Get the recipe: Copper penny kale salad
4. Sam Kass’s anti-inflammatory salad
Former White House chef Sam Kass‘s five-minute turmeric salad dressing will take you to Flavortown. In the video he shows how to use it on both a cold and a warm salad—the former of which works as a no-cook vegetarian dinner that’s packed with anti-inflammatory ingredients.
Get the recipe: Anti-inflammatory salad, two ways
5. Nyesha Arrington’s vegan Swiss chard rolls
These delicious, veggie-packed wraps make for a simple, cool dinner no matter how sweaty you feel in your kitchen. There’s very minimal cooking involved (you just have to blanch the chard leaves, which you can easily do in the morning before the temps creep up). Fill the leaves with your favorite store-bought hummus and pre-cooked vegetables, roll them up, and that’s a wrap!

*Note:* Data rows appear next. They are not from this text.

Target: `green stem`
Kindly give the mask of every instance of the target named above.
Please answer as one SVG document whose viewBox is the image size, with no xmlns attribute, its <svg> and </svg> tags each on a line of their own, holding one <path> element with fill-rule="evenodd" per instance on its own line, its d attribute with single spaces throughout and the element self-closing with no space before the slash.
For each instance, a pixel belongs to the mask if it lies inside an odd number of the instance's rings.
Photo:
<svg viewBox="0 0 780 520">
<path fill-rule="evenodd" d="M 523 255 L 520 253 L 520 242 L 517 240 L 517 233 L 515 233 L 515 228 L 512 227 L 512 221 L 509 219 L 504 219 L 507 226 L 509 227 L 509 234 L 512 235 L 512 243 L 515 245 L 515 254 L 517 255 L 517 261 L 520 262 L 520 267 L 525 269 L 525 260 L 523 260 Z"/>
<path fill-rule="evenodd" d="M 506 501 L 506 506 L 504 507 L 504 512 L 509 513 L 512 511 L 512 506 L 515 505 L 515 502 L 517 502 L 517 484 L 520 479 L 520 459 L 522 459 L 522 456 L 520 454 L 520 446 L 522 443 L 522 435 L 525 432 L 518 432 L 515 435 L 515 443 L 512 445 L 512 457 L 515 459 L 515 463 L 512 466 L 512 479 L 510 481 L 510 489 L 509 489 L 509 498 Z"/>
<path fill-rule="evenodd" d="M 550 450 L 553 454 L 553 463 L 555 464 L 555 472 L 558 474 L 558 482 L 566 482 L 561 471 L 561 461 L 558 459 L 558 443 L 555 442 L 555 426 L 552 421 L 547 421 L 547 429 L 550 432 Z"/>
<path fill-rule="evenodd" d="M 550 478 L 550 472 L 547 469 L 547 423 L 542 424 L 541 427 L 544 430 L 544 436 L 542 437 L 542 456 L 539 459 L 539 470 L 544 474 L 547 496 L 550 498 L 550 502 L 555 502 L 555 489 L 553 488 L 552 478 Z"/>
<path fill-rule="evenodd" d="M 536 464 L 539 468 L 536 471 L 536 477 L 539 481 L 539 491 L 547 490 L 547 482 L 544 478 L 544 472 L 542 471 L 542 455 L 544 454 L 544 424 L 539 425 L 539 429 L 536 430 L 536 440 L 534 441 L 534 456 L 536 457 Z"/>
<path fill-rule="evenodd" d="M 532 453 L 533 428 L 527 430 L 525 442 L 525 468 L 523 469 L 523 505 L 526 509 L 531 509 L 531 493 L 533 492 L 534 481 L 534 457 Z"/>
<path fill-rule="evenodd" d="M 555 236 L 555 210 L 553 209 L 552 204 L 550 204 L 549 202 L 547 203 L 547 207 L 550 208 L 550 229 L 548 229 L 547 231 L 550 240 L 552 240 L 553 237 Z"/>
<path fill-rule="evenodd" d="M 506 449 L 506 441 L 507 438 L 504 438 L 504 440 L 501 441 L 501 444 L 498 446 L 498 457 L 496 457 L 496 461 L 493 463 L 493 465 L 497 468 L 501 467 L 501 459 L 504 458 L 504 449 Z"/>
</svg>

Get the recipe: Vegan Swiss chard rolls
6. Maya Feller’s simple coconut smoothie bowl
Breakfast for dinner is always a good idea. This coconut smoothie bowl from nutrition expert Maya Feller, RD, is a refreshing way to end a sweltering day. “My family is from the Caribbean, and we grew up doing coconut everything,” says Feller. “I absolutely love coconut.” Coconut is full of hydration-boosting electrolytes—especially needed if you’ve been sweating your butt off all day. Antioxidant- and nutrient-rich toppings round out the bowl.